Questions surround the technical make-up of the devices themselves. The Sony tablets appear to be operating with a similar specification to the Motorola Xoom, which uses an NVIDIA Tegra 2 SoC (system on chip). Assuming it is indeed the same tech and not the yet-to-be-released NVIDIA "Kal-El" chipset, we're looking at a dual core ARM Cortex-A9 CPU that matches the iPad 2, married to a GPU component that significantly outperforms the original iPad, but doesn't quite make the grade compared to Apple's latest tablet.
iPad 2's A5 processor utilises a PowerVR SGX543 MP2, a graphics processor that comprehensively bests Tegra 2 in these Anandtech benchmarks. The iPad 2 SoC represents an enormous leap in graphical power, designed to expand Apple's reach in the gaming sector. Few anticipated such a leap in performance, and it's difficult to avoid the conclusion that Sony opted for an architecture it anticipated being competitive with iPad 2 as opposed to the technological monster that Apple actually unleashed - something we'll be looking at in more detail later this week on Digital Foundry.

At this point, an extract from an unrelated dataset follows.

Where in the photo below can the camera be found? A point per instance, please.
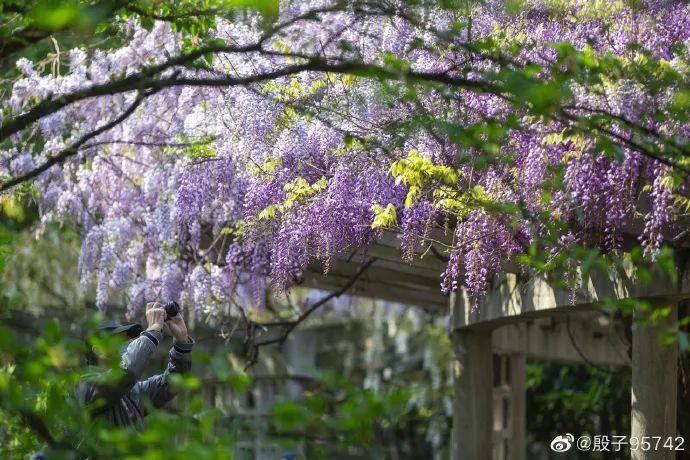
(172, 309)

Despite the PlayStation branding, the tablets lack a key unique selling point. The Xperia Play has a physical control interface designed for games, but screenshots of the S1 and S2 show a touch-screen-driven interface mimicking the Play's physical controls; exactly the sort of halfway house used by developers looking to bring a conventional control system onto touch-screen devices.
This is where we have real concerns about the viability of the devices as PlayStation products. The best games have divorced themselves completely from input mechanisms like this, while others have implemented a system where controls dynamically remap according to where the player rests his thumbs. What we've seen so far of the PlayStation S1 and S2 control mapping suggests a locked configuration.

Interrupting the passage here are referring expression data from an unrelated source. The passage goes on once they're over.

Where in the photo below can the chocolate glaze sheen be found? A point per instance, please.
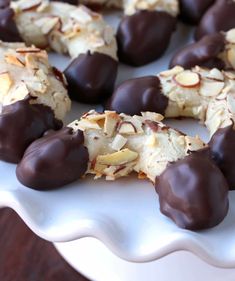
(8, 29)
(144, 36)
(193, 192)
(191, 11)
(222, 148)
(20, 124)
(219, 17)
(57, 159)
(138, 94)
(91, 77)
(202, 53)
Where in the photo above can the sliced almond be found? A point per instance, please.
(211, 89)
(171, 72)
(47, 24)
(118, 143)
(5, 82)
(215, 74)
(187, 79)
(110, 124)
(231, 103)
(26, 5)
(11, 59)
(230, 36)
(152, 116)
(231, 57)
(21, 91)
(127, 127)
(229, 75)
(117, 158)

Right now there's little else we can comment on. The grunt of Sony's S1 and S2 tablets may fall a little short of iPad 2, but it's far too soon to pass final judgement. With a Honeycomb OS, slick Sony enhancements and the potential of Adobe Flash compatibility, the S1 and S2 may gain a tangible edge in terms of browsing functionality. There are interesting opportunities for multitasking on S2, with the device potentially running bespoke apps on each of the 1024x480 screens. But will the market will embrace this over conventional smartphone on-the-go web browsing?
From a gaming standpoint, if we are dealing with the same core processor found in the Motorola Xoom then there's a clear power deficit compared to iPad 2. But whether any iPad 2 games will capitalise on all of that raw grunt any time soon remains to be seen. Remember that the lion's share of games still need to run well on old pre-iPad 2 iOS hardware, which both S1 and S2 should be able to effortlessly outperform. That said, it's going to require titanic momentum to oust the App Store as the number one destination for mobile gaming.
Sony's previously stated aim has been to catapult itself directly into the number two position in the tablet market, directly behind Apple. It's not the only company with such aims, however - there's going to be a colossal amount of competition from other Android devices.
As debut tablets, the S1 and S2 are both very promising. Now all we need to know is how much these tablets will cost and when this autumn we can expect them.